On the experimental front, X-ray spectroscopies, such as X-ray Absorption Spectroscopy (XAS) and Resonant Inelastic X-ray Scattering (RIXS), provide unique access to these excited states with elemental and chemical specificity. These high-resolution techniques exploit ultrafast radiation sources—enabling femtosecond and attosecond time scales—to probe the local electronic structure of materials in a highly sensitive manner. X-ray spectroscopies are now well established in the study of energy materials [7], offering precise insights into the electronic configurations of ordered systems, where the response of chemically equivalent atoms is nearly homogeneous.

However, interpretation becomes markedly more complex in disordered or compositionally heterogeneous materials, where the same element may exist in multiple oxidation states, bonding environments, or coordination geometries.
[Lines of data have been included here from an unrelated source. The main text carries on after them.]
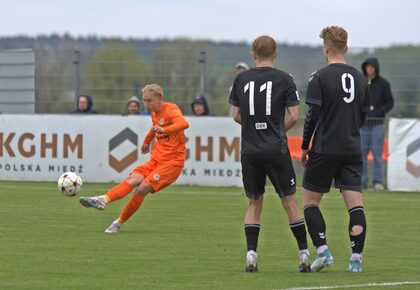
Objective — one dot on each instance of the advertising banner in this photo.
(106, 148)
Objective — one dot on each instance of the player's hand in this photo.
(157, 129)
(145, 148)
(304, 157)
This complexity is characteristic of alkali-rich transition metal oxides of the A[AxM1–x]O2 type, which exhibit statistical disorder on A and M cationic sites, variable alkali content, multiple cationic redox centers, and dynamic cation migration during cycling. These factors contribute to a highly intricate structural and electronic landscape.
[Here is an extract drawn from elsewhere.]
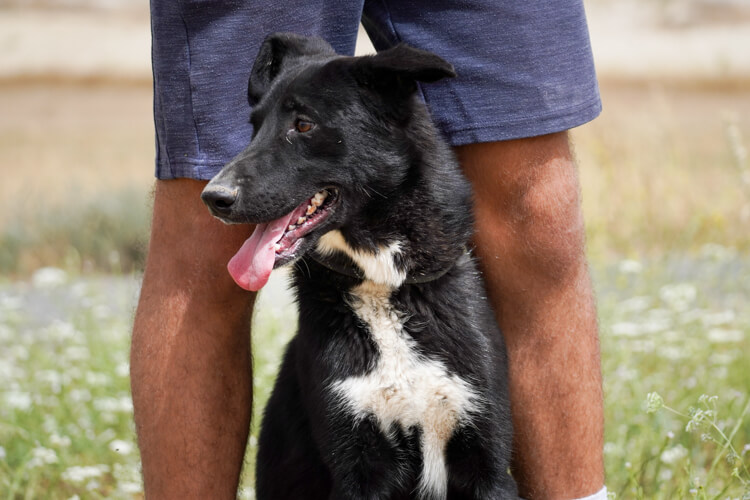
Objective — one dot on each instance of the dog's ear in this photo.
(401, 67)
(277, 50)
In such materials, the oxygen sublattice is best described as a composite of distinct oxygen sub-networks, each with different reactivities and electronic structures that are strongly influenced by their local environments and bonding characteristics—ionic or covalent—with neighboring cations. These local environments can evolve over repeated electrochemical cycles, further complicating the behavior of the system.

The central objective of this PhD project is to harness the atomic specificity of X-ray spectroscopies to deconvolute the electrochemical reactivity of these various oxygen sub-networks. By identifying the excited states involved in redox activity at a local scale, the project aims to provide a mechanistic understanding of anionic redox phenomena. This research will be conducted in collaboration with Eleonora Luppi (LCT, Sorbonne Université) and Valérie Pralong (CRISMAT, Caen), with funding from the RS2E (French Network on Electrochemical Energy Storage).

References

[1] H. Koga, et al. Reversible Oxygen Participation to the Redox Processes Revealed for Li1.20Mn0.54Co0.13Ni0.13O2 J. Electrochem. Soc. (2013) 160, A786.
[2] M. Sathiya, et al. Reversible anionic redox chemistry in high-capacity layered-oxide electrodes, Nature Materials (2013) 12 827.
[3] E. McCalla et al. Visualization of O-O peroxo-like dimers in high-capacity layered oxides for Li-ion batteries, Science (2016) 350, 1516.
[4] K. Luo, et al. Charge-compensation in 3d-transition metal oxide intercalation cathodes through the generation of electron holes on oxygen, Nature Chemistry (2016), 8, 684.
[5] W. E. Gent et al., Coupling between oxygen redox and cation migration explains unusual electrochemistry in lithium-rich layered oxide, Nature Communications (2017), 8:2091.
[6] J.-J. Marie et al. Trapped O2 and the origin of voltage fade in layered Li-rich cathodes Nature Materials, (2024) 23, 818.
[7] W. Yang and T. P. Devereaux, Anionic and cationic redox and interfaces in batteries: Advances from soft X-ray absorption spectroscopy to resonant inelastic scattering, J. Power Sources (2018), 15, 188.

Contexte de travail

The PhD work will take place in the Department of Theoretical Chemistry & Physics of the Charles Gerhardt Institute in Montpellier.

Le poste se situe dans un secteur relevant de la protection du potentiel scientifique et technique (PPST), et nécessite donc, conformément à la réglementation, que votre arrivée soit autorisée par l'autorité compétente du MESR.

Contraintes et risques

No risk - Computational work.